Il problema, per tutti, sarà superare la soglia di sbarramento del 4 per cento prevista per le Europee. Nodo che non si sarebbe posto se Renzi e Calenda fossero rimasti insieme, mentre l’immagine su cui tutti in Parlamento concordano è di due che dopo aver vinto il primo premio alla lotteria hanno smarrito il biglietto. Poteva essere, la loro unione, una forza centripeta capace di attirare consensi tra tutti i delusi al centro, in primis dalla Forza Italia orfana di Berlusconi e guidata dal “grigio” Tajani. La pietanza però non è riuscita e, anzi, la torta non è stata nemmeno messa nel forno. Da mesi Azione e Italia viva hanno gruppi separati alla Camera e al Senato.
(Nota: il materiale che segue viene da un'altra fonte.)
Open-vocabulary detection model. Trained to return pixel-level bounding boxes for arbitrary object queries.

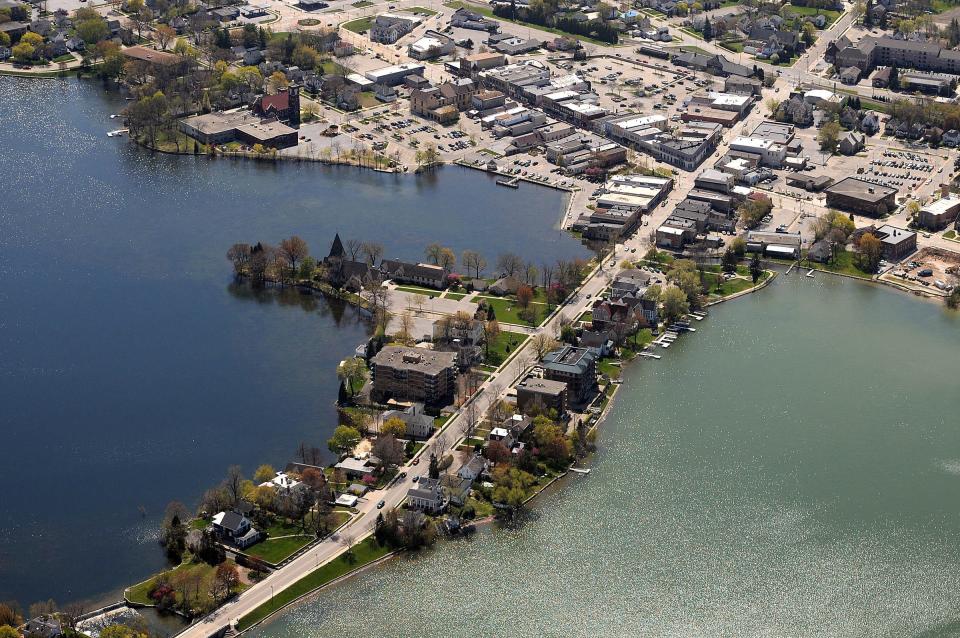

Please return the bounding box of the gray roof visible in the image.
[543,346,597,374]
[370,346,457,374]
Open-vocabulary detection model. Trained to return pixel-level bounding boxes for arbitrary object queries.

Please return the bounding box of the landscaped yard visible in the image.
[237,536,390,631]
[487,332,527,366]
[246,535,313,565]
[343,16,373,33]
[481,297,547,326]
[397,286,442,299]
[126,560,247,610]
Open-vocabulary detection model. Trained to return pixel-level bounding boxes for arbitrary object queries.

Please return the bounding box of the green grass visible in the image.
[474,297,547,326]
[125,560,246,609]
[246,536,313,565]
[341,16,373,33]
[816,250,873,278]
[785,4,840,29]
[486,332,527,366]
[237,536,390,631]
[400,7,437,16]
[397,286,442,299]
[443,0,616,46]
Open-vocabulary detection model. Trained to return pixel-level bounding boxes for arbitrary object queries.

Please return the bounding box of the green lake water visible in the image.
[253,274,960,638]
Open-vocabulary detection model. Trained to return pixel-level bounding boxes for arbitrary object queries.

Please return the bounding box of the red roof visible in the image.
[260,91,290,113]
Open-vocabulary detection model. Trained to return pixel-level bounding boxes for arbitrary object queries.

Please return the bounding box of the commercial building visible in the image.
[370,346,457,404]
[364,62,426,86]
[747,230,803,259]
[370,13,421,44]
[873,224,917,261]
[825,177,897,217]
[517,377,567,416]
[407,30,456,60]
[917,195,960,230]
[177,111,297,148]
[836,36,960,75]
[543,346,597,404]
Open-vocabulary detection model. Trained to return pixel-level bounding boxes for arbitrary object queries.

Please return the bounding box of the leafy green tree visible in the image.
[662,286,690,324]
[327,425,360,452]
[750,253,763,284]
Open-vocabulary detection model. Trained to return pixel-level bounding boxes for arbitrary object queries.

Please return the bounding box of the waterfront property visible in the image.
[370,346,457,404]
[824,177,897,217]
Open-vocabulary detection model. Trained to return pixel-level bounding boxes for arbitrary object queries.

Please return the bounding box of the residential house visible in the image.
[542,346,597,404]
[517,377,567,416]
[383,403,434,439]
[407,478,449,514]
[213,511,260,549]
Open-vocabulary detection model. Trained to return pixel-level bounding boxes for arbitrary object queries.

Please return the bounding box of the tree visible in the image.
[817,122,840,153]
[337,357,367,397]
[223,465,243,505]
[213,562,240,598]
[253,464,277,485]
[857,233,883,272]
[491,465,537,518]
[360,241,383,266]
[497,253,524,277]
[517,286,533,308]
[153,24,177,51]
[327,425,360,453]
[0,602,23,638]
[460,250,487,279]
[380,416,407,439]
[530,332,559,361]
[227,243,250,277]
[371,434,403,469]
[662,286,690,324]
[280,235,310,274]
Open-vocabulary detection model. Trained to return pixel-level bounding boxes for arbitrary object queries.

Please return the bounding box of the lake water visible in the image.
[0,77,587,606]
[254,274,960,638]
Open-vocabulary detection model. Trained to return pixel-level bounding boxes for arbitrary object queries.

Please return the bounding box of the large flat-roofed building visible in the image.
[824,177,897,217]
[370,346,457,405]
[873,224,917,261]
[517,377,567,416]
[543,346,597,403]
[917,195,960,230]
[364,62,426,86]
[178,111,297,148]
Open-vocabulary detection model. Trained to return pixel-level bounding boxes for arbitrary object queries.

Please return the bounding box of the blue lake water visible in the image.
[0,77,587,605]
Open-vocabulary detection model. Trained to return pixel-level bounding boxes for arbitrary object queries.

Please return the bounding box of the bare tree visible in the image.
[280,235,310,274]
[360,241,383,266]
[344,239,363,261]
[223,465,243,505]
[497,253,524,277]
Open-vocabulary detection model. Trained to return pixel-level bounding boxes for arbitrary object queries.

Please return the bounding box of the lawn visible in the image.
[341,16,373,33]
[816,250,873,278]
[785,4,840,29]
[397,286,442,299]
[126,560,246,610]
[482,297,547,326]
[246,535,313,565]
[486,330,527,367]
[237,536,390,631]
[443,0,616,46]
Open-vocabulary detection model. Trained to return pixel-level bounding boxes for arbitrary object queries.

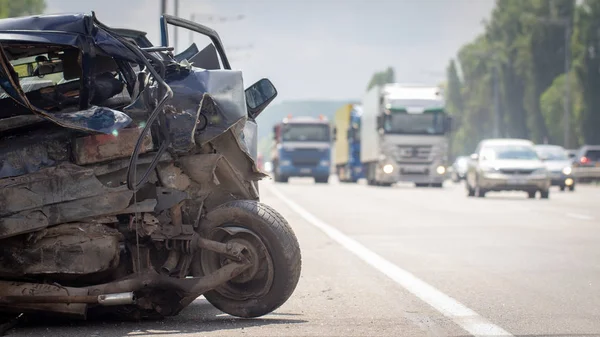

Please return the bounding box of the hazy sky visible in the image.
[46,0,494,100]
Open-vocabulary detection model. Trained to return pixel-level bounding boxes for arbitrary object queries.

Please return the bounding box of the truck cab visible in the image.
[333,103,364,183]
[271,116,332,183]
[360,83,451,187]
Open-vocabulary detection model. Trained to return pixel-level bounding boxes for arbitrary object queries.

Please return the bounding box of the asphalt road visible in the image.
[9,179,600,337]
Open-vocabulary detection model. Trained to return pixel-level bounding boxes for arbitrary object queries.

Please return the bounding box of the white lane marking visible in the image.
[269,186,513,337]
[566,213,594,220]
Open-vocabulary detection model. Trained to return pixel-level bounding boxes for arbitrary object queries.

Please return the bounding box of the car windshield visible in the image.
[282,124,329,142]
[535,147,569,161]
[482,145,539,160]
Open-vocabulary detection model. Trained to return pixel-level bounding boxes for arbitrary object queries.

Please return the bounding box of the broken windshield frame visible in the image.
[160,14,231,70]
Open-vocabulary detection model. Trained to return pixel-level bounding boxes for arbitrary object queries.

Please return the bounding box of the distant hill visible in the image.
[256,100,357,160]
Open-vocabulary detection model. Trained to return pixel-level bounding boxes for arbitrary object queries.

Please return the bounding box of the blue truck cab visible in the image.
[271,116,331,183]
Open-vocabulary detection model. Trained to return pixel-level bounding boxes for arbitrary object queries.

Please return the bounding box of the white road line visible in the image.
[269,186,513,336]
[566,213,594,220]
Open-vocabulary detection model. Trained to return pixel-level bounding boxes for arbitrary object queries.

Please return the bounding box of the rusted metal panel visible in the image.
[0,281,88,319]
[0,223,122,275]
[73,128,154,165]
[0,163,110,216]
[0,211,48,239]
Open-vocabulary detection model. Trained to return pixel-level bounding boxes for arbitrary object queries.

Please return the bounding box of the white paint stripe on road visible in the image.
[567,213,594,220]
[269,186,513,336]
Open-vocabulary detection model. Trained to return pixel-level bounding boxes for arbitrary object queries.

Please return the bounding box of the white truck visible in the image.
[360,83,452,187]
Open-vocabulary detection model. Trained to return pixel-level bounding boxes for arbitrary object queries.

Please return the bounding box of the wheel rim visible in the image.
[201,225,274,301]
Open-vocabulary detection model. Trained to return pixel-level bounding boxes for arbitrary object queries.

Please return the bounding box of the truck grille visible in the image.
[290,149,322,166]
[393,145,432,163]
[500,169,533,174]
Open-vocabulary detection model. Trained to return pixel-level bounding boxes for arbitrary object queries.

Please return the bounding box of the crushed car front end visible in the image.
[0,13,300,318]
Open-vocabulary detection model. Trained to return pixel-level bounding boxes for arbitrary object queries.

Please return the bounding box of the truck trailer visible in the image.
[360,83,452,187]
[333,103,364,183]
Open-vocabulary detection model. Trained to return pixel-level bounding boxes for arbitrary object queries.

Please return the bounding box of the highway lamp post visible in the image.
[534,17,572,149]
[473,51,500,138]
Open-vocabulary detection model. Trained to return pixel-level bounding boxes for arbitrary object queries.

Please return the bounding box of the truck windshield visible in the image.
[282,124,329,142]
[383,112,445,135]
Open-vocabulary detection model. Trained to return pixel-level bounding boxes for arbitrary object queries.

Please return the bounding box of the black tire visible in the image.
[315,177,329,184]
[465,180,475,197]
[195,200,302,318]
[475,187,486,198]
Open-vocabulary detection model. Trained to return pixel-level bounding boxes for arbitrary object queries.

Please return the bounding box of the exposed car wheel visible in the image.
[194,200,302,318]
[315,177,329,184]
[475,186,486,198]
[465,181,475,197]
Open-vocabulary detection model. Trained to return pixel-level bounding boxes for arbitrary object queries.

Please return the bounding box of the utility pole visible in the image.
[160,0,167,15]
[492,62,500,138]
[473,51,500,138]
[173,0,179,53]
[564,20,571,149]
[534,16,572,149]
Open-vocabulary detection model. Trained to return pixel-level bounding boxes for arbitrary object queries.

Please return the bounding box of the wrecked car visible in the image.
[0,13,301,319]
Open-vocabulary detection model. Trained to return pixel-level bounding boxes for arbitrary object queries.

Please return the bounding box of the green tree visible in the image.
[367,67,396,91]
[572,0,600,144]
[540,74,583,146]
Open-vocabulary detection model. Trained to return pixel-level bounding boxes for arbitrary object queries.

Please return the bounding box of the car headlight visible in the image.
[481,166,498,173]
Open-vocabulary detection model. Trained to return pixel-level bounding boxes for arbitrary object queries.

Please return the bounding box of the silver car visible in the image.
[466,139,550,199]
[535,144,575,191]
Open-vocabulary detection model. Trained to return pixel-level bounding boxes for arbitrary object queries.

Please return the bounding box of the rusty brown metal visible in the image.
[0,281,88,319]
[73,128,153,165]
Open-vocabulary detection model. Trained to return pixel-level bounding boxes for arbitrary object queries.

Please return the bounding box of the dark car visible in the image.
[573,145,600,182]
[451,156,469,183]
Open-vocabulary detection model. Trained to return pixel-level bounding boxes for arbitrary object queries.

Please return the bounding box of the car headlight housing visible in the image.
[481,166,498,173]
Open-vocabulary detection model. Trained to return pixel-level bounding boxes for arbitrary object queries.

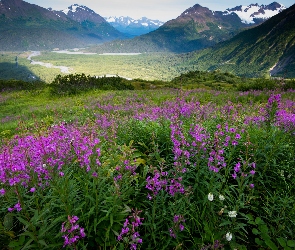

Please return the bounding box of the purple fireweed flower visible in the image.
[61,216,86,247]
[14,202,22,212]
[169,228,176,238]
[117,210,143,249]
[0,188,6,196]
[234,162,241,173]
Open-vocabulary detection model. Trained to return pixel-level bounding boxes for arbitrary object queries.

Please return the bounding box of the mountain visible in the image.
[105,16,164,37]
[88,2,284,53]
[185,5,295,78]
[223,2,286,24]
[0,0,125,51]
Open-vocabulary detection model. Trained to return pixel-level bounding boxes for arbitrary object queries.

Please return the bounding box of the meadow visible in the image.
[0,75,295,249]
[0,50,194,83]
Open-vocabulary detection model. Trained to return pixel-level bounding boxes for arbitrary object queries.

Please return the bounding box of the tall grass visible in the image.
[0,84,295,249]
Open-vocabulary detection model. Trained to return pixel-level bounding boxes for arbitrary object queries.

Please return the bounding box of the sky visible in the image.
[24,0,294,22]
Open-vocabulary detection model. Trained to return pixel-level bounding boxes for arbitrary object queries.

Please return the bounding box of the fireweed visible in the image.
[61,216,86,249]
[118,209,144,250]
[0,90,295,249]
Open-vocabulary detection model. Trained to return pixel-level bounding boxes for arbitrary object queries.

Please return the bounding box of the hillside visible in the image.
[105,16,164,37]
[87,2,285,53]
[186,5,295,77]
[0,0,124,51]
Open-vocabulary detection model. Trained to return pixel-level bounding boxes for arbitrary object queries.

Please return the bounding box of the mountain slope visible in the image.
[0,0,124,51]
[92,4,283,53]
[187,5,295,77]
[223,2,286,24]
[105,16,164,37]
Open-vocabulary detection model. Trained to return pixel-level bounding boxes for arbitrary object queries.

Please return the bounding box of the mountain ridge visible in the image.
[185,4,295,77]
[91,2,284,53]
[0,0,125,51]
[104,16,164,37]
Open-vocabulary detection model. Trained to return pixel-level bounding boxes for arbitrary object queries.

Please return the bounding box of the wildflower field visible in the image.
[0,85,295,250]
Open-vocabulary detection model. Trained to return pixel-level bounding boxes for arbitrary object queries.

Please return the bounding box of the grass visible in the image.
[0,77,295,249]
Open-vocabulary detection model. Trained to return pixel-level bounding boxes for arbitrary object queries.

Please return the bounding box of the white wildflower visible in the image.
[208,193,214,201]
[228,211,237,218]
[219,194,225,201]
[225,232,233,241]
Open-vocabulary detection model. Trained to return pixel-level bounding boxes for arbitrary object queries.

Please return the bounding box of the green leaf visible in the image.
[8,241,22,248]
[255,217,264,225]
[265,240,278,250]
[110,214,114,226]
[287,240,295,247]
[277,238,287,247]
[255,238,265,246]
[16,217,30,228]
[38,240,47,247]
[258,224,268,234]
[219,221,232,227]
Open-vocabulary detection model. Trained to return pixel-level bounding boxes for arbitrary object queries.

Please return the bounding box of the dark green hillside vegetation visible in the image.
[185,5,295,78]
[50,74,134,95]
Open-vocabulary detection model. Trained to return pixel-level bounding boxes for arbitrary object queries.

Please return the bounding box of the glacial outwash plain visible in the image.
[0,0,295,250]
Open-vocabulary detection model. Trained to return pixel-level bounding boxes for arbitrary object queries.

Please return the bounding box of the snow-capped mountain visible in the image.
[105,16,164,36]
[61,4,105,24]
[223,2,286,24]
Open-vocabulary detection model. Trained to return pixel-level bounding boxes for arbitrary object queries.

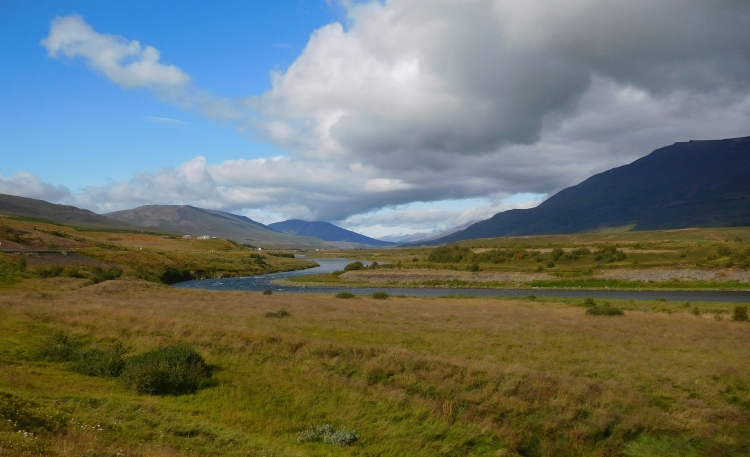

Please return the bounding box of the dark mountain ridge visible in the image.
[428,137,750,245]
[268,219,396,246]
[0,194,135,230]
[105,205,322,247]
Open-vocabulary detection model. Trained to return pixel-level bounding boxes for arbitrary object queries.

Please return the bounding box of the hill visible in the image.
[0,194,133,229]
[428,137,750,245]
[105,205,321,246]
[268,219,395,246]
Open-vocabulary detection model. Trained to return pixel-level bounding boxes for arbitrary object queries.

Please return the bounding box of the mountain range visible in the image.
[0,137,750,247]
[426,137,750,245]
[268,219,395,246]
[0,194,127,228]
[105,205,321,247]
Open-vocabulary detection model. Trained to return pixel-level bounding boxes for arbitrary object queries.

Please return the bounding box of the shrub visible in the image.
[91,267,122,284]
[344,262,364,271]
[586,305,625,316]
[159,268,195,284]
[323,426,359,447]
[732,305,748,322]
[0,392,69,432]
[36,265,63,278]
[31,331,82,362]
[266,309,292,319]
[549,248,565,262]
[427,245,474,263]
[595,245,628,263]
[297,424,360,447]
[268,252,294,259]
[71,341,126,378]
[716,245,732,257]
[120,345,210,395]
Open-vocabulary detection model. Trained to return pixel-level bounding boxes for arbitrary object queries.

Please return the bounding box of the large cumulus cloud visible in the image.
[36,0,750,232]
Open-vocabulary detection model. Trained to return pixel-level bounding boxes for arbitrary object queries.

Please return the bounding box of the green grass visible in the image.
[0,278,750,457]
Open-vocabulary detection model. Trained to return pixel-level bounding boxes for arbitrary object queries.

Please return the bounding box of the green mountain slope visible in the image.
[422,137,750,245]
[105,205,322,247]
[0,194,133,229]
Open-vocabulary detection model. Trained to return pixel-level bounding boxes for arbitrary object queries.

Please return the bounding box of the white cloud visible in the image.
[36,0,750,230]
[0,171,71,201]
[143,116,187,125]
[41,16,190,88]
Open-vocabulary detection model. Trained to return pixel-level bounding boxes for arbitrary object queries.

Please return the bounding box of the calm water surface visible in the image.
[174,259,750,303]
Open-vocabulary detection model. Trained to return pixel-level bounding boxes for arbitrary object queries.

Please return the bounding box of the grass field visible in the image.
[0,216,316,285]
[290,227,750,290]
[0,278,750,456]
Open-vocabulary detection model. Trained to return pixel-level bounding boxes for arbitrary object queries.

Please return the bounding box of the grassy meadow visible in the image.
[290,227,750,290]
[0,278,750,457]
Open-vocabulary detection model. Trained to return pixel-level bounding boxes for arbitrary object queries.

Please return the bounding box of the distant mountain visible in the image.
[425,137,750,245]
[0,194,134,229]
[105,205,322,246]
[268,219,394,246]
[380,220,477,243]
[379,233,433,243]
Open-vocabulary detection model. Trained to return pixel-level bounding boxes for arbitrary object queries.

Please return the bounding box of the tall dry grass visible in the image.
[0,278,750,456]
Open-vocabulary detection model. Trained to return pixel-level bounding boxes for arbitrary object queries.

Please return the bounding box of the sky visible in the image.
[0,0,750,237]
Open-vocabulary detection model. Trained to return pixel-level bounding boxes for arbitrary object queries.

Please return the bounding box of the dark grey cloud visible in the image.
[36,4,750,224]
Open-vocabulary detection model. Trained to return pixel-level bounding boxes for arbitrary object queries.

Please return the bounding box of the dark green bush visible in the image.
[586,305,625,316]
[265,309,292,319]
[0,392,69,432]
[159,268,195,284]
[732,305,748,322]
[36,265,63,278]
[120,345,210,395]
[91,267,122,284]
[716,244,732,257]
[595,244,628,263]
[549,248,565,262]
[268,252,294,259]
[31,331,82,362]
[344,262,364,271]
[71,341,126,378]
[427,245,474,263]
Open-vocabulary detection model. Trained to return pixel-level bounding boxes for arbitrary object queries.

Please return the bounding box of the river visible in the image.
[173,259,750,303]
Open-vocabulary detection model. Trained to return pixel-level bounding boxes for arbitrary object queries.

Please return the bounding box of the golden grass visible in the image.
[0,278,750,456]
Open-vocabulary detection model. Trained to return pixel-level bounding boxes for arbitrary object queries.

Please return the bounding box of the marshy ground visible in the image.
[0,278,750,456]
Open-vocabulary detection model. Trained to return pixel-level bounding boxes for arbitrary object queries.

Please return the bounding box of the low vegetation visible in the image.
[0,216,316,286]
[0,277,750,457]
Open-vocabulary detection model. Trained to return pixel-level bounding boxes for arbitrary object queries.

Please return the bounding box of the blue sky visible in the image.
[0,0,750,236]
[0,0,341,190]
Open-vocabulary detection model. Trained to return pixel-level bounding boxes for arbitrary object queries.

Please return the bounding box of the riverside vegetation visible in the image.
[0,276,750,457]
[288,228,750,290]
[0,216,317,285]
[0,218,750,457]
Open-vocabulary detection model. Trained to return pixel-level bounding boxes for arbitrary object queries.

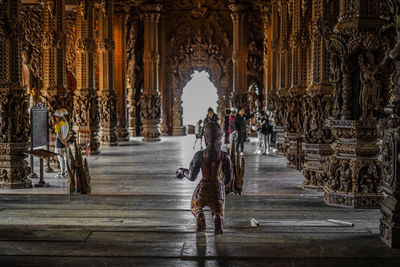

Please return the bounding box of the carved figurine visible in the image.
[176,122,233,235]
[335,163,351,192]
[329,56,342,118]
[358,52,379,118]
[360,163,379,193]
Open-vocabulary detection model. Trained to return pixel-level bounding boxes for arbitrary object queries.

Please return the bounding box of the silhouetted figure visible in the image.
[193,120,203,149]
[176,122,233,235]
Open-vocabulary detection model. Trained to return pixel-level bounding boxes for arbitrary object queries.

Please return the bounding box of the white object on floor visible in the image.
[250,218,354,227]
[250,218,260,227]
[328,219,354,227]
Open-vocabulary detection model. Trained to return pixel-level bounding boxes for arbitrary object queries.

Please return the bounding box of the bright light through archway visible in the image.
[182,71,218,125]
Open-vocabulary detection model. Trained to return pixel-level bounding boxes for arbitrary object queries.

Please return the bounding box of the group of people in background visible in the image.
[193,107,274,155]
A Montecitorio Calenda vanta 12 deputati contro i nove renziani, mentre a Palazzo Madama è l’ex premier ad avere sette senatori, tra cui lui stesso, mentre Azione dispone di quattro senatori all’interno del gruppo misto, tra cui Calenda. Il quale, secondo i sondaggi, alle Europee potrebbe tentare anche la corsa solitaria: l’ultimo rilevamento di Alessandra Ghisleri dà Azione al 4,3 per cento, mentre Iv si ferma al 2,8. Insieme non avrebbero problemi e avrebbero circa gli stessi voti delle Politiche. Ma Renzi e Calenda sono divisi e il rischio è restare fuori da un luogo ormai decisivo come Bruxelles.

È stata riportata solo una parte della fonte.